The opioid epidemic remains a U.S. public health emergency and a complex social problem. Social workers and other behavioral health professionals with the expertise to provide prevention, treatment, and recovery services for opioid use disorders (OUD) remain urgently needed, particularly in Southern states with large rural populations, a high percentage of medically underserved communities, and a history of healthcare inequities. To help address this workforce gap, an innovative three-year HRSA-funded traineeship program was implemented to prepare social work and nursing graduate students to work interprofessionally to assess and treat opioid use disorders (OUD) emphasizing medically underserved communities in the Deep South.

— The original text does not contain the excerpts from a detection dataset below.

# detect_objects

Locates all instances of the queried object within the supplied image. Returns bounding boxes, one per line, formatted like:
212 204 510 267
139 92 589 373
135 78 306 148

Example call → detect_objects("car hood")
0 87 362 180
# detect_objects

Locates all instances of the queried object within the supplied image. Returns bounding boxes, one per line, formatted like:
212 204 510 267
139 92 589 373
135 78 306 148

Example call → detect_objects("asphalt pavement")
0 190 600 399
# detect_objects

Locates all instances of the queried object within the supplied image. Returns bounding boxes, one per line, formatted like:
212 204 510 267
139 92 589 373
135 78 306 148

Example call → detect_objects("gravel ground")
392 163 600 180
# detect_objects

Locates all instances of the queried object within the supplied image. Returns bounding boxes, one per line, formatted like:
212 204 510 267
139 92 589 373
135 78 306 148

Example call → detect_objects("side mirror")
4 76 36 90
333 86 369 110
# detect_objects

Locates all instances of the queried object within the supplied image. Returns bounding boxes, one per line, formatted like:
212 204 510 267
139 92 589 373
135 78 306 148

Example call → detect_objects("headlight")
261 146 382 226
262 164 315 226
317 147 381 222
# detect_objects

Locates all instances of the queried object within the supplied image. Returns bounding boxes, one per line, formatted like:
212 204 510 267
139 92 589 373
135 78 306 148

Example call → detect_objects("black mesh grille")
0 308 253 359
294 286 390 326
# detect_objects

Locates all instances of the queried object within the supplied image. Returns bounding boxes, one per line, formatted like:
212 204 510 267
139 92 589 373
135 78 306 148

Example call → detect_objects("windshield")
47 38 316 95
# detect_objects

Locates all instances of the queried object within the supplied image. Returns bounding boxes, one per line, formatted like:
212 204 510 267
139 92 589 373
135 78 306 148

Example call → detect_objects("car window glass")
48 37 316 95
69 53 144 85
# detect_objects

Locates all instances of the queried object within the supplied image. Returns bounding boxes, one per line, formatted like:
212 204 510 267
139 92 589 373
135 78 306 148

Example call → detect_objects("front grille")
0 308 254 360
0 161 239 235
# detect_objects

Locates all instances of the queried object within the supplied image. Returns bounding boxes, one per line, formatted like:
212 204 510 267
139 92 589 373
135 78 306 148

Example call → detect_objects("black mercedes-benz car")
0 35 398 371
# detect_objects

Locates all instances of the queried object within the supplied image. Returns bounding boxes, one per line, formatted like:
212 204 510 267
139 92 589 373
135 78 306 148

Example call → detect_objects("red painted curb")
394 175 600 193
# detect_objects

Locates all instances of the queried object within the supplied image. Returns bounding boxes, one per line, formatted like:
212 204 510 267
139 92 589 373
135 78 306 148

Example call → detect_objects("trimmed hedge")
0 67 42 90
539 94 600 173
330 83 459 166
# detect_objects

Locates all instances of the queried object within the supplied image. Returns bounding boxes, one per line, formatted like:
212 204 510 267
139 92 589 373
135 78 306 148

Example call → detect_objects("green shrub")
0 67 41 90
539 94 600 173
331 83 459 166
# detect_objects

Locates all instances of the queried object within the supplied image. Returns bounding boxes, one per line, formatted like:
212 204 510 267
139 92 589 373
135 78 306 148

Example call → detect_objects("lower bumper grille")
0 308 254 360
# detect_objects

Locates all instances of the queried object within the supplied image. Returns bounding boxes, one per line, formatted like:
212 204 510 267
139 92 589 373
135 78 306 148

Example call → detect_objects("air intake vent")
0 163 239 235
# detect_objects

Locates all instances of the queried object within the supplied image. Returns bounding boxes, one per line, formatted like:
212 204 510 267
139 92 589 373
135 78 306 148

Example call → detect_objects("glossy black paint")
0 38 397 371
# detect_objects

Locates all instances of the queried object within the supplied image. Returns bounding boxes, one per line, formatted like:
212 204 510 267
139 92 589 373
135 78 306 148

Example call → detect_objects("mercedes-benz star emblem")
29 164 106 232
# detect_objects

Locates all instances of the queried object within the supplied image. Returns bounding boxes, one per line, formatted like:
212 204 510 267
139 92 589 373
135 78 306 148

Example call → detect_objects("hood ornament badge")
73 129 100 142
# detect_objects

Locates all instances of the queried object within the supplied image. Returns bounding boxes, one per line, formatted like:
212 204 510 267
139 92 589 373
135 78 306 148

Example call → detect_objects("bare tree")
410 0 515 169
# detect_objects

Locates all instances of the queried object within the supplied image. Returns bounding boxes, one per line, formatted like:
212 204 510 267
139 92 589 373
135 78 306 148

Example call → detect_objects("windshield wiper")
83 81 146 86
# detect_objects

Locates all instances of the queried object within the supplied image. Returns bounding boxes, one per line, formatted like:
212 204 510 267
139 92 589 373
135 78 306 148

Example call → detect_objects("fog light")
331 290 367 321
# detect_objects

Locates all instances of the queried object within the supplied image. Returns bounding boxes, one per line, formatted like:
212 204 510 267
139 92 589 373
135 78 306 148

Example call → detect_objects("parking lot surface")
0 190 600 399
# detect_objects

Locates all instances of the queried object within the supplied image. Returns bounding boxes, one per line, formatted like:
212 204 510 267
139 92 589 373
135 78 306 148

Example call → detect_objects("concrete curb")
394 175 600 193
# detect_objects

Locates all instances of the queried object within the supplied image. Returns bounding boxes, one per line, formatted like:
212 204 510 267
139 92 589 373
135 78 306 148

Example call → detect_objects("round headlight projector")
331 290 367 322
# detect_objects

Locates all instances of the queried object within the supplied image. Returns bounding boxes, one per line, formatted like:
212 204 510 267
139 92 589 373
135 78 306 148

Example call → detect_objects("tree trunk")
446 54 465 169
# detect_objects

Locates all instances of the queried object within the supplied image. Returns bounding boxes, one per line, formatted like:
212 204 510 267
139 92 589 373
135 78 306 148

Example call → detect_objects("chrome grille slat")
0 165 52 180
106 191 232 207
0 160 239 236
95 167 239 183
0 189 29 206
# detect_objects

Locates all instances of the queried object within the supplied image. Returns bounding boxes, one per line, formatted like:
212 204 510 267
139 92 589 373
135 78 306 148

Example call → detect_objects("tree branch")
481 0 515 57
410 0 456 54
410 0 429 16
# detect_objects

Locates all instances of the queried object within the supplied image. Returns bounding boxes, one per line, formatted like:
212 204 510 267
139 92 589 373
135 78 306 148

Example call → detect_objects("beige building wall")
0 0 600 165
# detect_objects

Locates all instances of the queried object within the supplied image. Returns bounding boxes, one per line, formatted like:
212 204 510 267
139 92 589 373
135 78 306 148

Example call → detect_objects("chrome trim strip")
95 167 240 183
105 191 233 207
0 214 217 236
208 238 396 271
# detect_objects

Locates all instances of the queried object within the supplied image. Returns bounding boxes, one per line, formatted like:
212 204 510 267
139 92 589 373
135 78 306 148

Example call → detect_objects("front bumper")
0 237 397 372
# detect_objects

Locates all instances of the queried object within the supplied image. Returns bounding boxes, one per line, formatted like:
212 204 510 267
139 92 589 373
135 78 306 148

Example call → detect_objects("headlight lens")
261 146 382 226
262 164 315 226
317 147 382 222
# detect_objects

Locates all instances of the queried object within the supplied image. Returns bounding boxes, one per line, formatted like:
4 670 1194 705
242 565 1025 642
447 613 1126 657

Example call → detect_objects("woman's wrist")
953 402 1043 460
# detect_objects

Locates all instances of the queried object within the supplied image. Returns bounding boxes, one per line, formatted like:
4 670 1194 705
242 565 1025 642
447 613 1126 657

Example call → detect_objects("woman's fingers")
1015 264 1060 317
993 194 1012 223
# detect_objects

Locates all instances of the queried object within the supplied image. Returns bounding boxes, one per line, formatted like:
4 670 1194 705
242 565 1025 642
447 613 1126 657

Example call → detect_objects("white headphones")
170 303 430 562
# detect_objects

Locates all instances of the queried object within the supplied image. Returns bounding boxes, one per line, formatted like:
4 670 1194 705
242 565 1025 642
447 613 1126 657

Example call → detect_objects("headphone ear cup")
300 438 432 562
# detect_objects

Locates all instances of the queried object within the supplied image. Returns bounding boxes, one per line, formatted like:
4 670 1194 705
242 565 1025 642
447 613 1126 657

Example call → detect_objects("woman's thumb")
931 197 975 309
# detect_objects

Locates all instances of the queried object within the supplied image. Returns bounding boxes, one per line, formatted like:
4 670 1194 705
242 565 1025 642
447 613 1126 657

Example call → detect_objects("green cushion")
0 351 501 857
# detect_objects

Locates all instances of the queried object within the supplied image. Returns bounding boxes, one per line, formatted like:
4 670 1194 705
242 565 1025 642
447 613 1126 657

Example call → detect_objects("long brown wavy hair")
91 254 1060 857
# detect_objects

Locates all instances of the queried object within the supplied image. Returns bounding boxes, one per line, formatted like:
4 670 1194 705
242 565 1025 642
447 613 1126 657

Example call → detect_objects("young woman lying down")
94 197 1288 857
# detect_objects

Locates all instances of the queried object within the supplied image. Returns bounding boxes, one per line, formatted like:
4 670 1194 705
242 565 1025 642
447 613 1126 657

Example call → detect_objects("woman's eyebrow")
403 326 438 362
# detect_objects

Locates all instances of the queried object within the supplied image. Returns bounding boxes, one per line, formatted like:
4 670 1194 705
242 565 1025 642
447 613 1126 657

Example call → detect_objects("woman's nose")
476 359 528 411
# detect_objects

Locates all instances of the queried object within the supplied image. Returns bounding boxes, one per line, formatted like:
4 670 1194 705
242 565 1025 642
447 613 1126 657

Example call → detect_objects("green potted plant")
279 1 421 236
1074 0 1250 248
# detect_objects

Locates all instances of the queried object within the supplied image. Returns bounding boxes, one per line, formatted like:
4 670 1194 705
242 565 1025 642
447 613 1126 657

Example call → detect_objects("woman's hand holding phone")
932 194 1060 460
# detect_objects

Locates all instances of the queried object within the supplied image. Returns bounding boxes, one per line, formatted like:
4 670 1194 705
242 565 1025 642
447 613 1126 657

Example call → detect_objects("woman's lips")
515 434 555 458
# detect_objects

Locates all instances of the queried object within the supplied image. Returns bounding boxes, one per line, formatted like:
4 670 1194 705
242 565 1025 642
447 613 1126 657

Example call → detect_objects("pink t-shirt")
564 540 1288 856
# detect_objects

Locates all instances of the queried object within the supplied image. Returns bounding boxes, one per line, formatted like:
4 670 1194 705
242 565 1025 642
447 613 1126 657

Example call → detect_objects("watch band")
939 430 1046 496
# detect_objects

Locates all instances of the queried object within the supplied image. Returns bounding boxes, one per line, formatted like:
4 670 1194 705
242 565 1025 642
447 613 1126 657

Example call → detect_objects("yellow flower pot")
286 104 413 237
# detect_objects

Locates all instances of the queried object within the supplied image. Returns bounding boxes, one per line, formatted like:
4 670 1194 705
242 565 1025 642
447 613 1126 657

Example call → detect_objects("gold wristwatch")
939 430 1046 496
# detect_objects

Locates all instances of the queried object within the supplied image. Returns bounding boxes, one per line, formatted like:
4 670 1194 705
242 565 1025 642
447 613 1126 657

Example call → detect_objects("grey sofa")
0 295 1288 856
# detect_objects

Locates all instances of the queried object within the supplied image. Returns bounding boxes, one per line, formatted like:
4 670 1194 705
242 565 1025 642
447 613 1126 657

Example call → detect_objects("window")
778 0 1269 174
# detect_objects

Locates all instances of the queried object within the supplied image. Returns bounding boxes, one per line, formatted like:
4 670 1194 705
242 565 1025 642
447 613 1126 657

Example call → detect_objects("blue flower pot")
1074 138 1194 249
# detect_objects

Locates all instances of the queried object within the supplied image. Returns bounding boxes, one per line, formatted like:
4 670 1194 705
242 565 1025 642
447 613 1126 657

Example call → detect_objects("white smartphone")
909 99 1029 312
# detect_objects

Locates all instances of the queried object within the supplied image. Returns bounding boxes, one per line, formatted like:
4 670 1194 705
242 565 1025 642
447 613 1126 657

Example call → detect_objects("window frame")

The program was designed and implemented by an interdisciplinary university team with oversight from a community advisory board of OUD experts. The yearlong traineeship was identical for social work and nursing students and included specialized coursework on evidenced-based practice in addictions, interprofessional telemedicine and simulation training, and multi-semester field practica in substance use treatment settings. Baseline and post-training surveys assessed knowledge, attitudes, and skills related to OUD and interprofessional practice for the three student cohorts. Key program outcomes were analyzed using paired t-Tests and Wilcoxon Signed-Rank tests; analysis of sub-group differences used Wilcoxon Rank-sum and Chi-squared tests.
The sample (n=54) was predominantly female (92.6%) and White (61.1%). Trainees ranged in age from 22.7 to 62.1 years (=32.4) and were enrolled in the MSW (55.6%), Psychiatric/Mental Health NP (38.9%), and DNP (5.6%) programs. At baseline, trainees reported relatively little previous OUD training from previous classes (29.6%), work/practicum (27.8%), or a continuing education training (14.8%). Rates of personal exposure to OUDs were higher, including or exposure through a friend (38.9%), family member (46.3%), social settings (27.8%), some other type of exposure (16.7%), or the student themselves (7.4%). Nursing students reported significantly more OUD training through work than did social work students (c2=4.15, p=.04), but there were no differences observed on personal OUD exposure. Results indicated significant increases from baseline to post-test on trainees’ knowledge (i.e., SUD [Z=-4.86, p<.001], interprofessional roles [Z=-4.77, p<.001]), attitudes (i.e., benefits of interprofessional approaches for client outcomes [Z=-4.04, p<.001] and SUD treatment [Z=-4.35, p<.001]), and perceived skills (i.e., OUD diagnosis [Z=-4.83, p<.001], OUD treatment [Z=-4.87, p<.001]; interprofessional collaboration to improve client engagement [Z=-4.69, p<.001] and assessment [Z=-4.76, p<.001]). Compared to nursing students, social work trainees reported a greater increased ability to use interprofessional collaboration to improve client engagement (t=2.45,p=.02); there were no other sub-group differences observed.
Findings suggest that a year-long interprofessional training program can help to prepare both social work and nursing graduate students to collaboratively serve clients with OUD in medically underserved communities. While this study has limitations, including sample size and narrow geographic focus, it represents an important step toward identifying effective training mechanisms for social workers and nurses who can collaborate to improve OUD treatment and recovery. Application and testing of this promising training model at other institutions and in other settings may help to address critical behavioral health workforce gaps and combat the opioid crisis.